Is “Fauci” strategically timed, then, to counter how insanely twisted the right-wing animosity for “America’s Doctor” has gotten? Of course, and that’s as good a reason for the film to exist as any, even if the movie — while acknowledging legitimate gripes against him — is occasionally as machine-stamped for adulatory portraiture as a commercial bio doc can be.
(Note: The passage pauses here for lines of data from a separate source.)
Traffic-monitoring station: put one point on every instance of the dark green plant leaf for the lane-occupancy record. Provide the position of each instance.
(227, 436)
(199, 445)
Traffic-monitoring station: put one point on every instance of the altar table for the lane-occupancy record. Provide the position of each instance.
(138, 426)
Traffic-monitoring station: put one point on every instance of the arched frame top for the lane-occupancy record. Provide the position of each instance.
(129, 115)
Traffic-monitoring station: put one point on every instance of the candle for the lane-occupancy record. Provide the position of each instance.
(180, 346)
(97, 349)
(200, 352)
Daniel Hart’s adrenalized score, for instance, marked by solo trumpet blasts, sounds like it was pulled from a heroic race-against-time thriller.
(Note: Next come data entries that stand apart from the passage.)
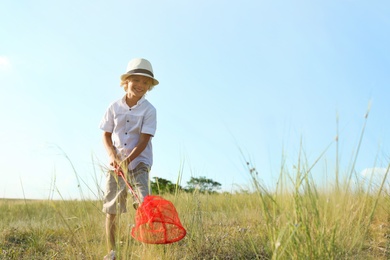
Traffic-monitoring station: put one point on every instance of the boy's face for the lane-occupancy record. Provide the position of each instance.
(137, 85)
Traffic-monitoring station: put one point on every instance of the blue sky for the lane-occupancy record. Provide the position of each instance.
(239, 81)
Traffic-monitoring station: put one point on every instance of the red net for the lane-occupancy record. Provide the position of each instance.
(157, 222)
But where the filmmakers’ approach sets itself apart in these days of image-massaged biographies is in juxtaposing the bookending health catastrophes of Fauci’s career as an especially illuminating lens through which to examine his drive, decisions and personality. (And if you’re wondering whether Fauci had some control over or financial stake in the film, the promotional materials make a point of saying he didn’t and doesn’t.)

It’s no surprise that the Brooklyn-born, Cornell-educated immunologist is an engagingly blunt chronicler of his own background, and one can imagine that doing so for admiring documentarians is temperamentally easier than fighting to squeeze facts into (and swat away untruths from) those bizarre, muddled, Trump-led pandemic task force news conferences. Scenes inside his office at the National Institutes of Health or at home with wife Christine Grady, a nurse-bioethicist, are sparse. But you get some idea of the toll that the last 18 months battling egos, misinformation and politicization has taken on his outlook for the effectiveness of communication to shepherd the populace through a pandemic, when the country is so divided.
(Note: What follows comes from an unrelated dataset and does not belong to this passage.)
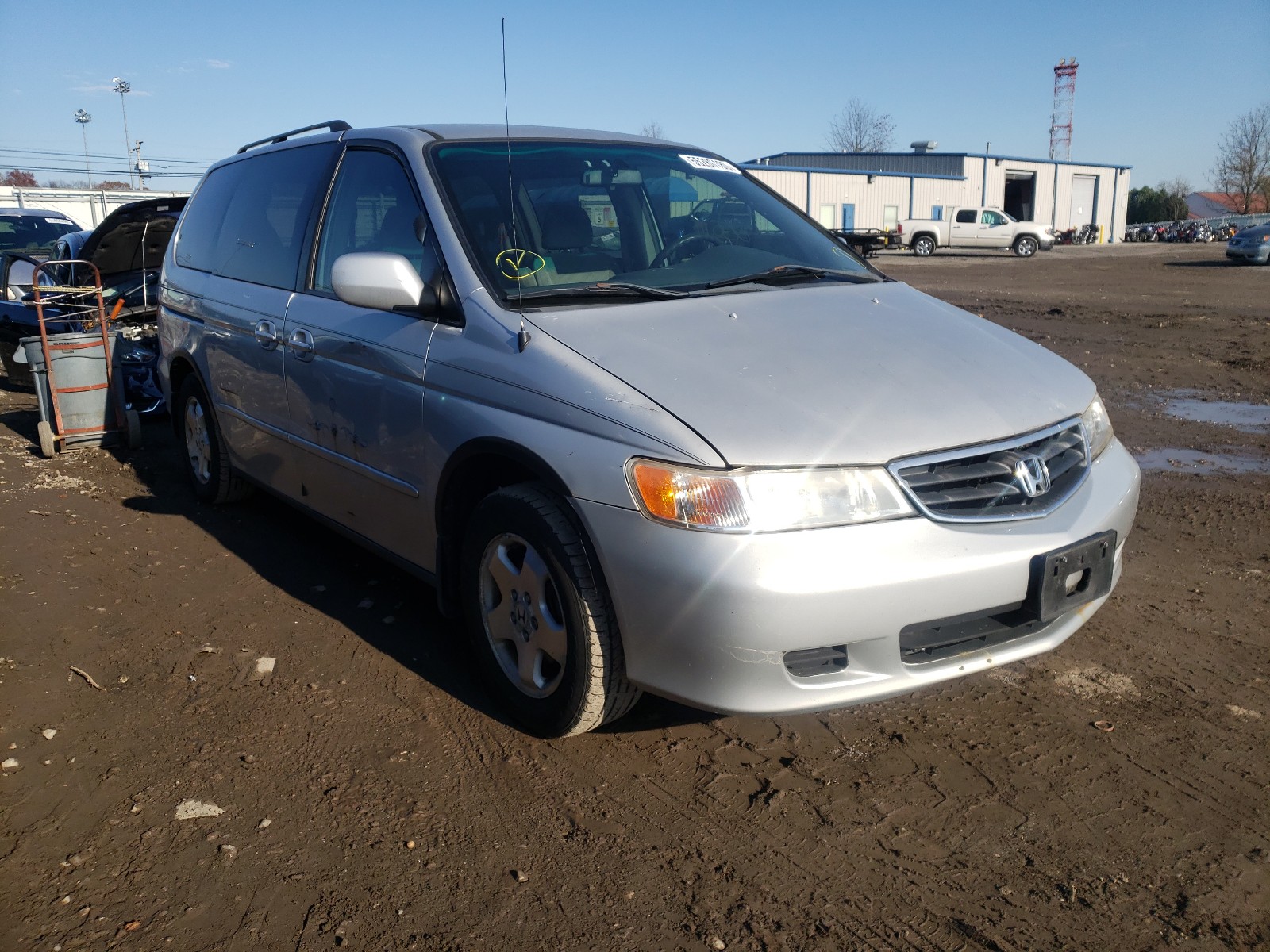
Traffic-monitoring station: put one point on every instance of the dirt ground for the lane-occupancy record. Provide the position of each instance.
(372, 799)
A man check his phone in the documentary "Fauci."
Dr. Anthony Fauci during an interview at the NIH in Bethesda, Md., from the documentary “Fauci.”
(Visko Hatfield / National Geographic for Disney+)

In the ’80s, when fighting HIV/AIDS was scientific, regrettably cultural, yet rightly political, Fauci was not only leading the charge for a cure but also pushing back on television against anti-gay prejudice and fear, and realizing he needed to bridge the divide with ACT UP protesters angry at the NIH for the slow pace of treatments. This sequence is “Fauci” the movie and the subject at its most compelling. Using great archival footage and interviews with those activists, we see how his ability to talk truth to people, and listen to their concerns, led not only to consequential change in clinical trials but also lasting friendships with once fierce critics, many he would count on for support this last year.

Fauci and Christine’s daughter Jenny (one of three children, shown Zooming with her parents at one point) helps fill out the picture of a father whose ethic and compassion continues to inspire — he still cries at the memory of dying AIDS patients in his care and the frustration he felt for so many years in the darkness of trying to solve it. Now, it’s a surreal world of death threats and, in one captured scene, debating whether he needs a Twitter handle. When Ebola was contained, Fauci made a point to embrace a recovered patient for the cameras, just to assuage fears. “Fauci” is a hug too, but maybe it’s also, for this tireless public servant, in this moment, what the job needs.



Rated: PG-13 for thematic material, some strong language, and some suggestive material.

Running time: 1 hour, 44 minutes

Playing: Starts Sept. 10, Laemmle Royal, West L.A.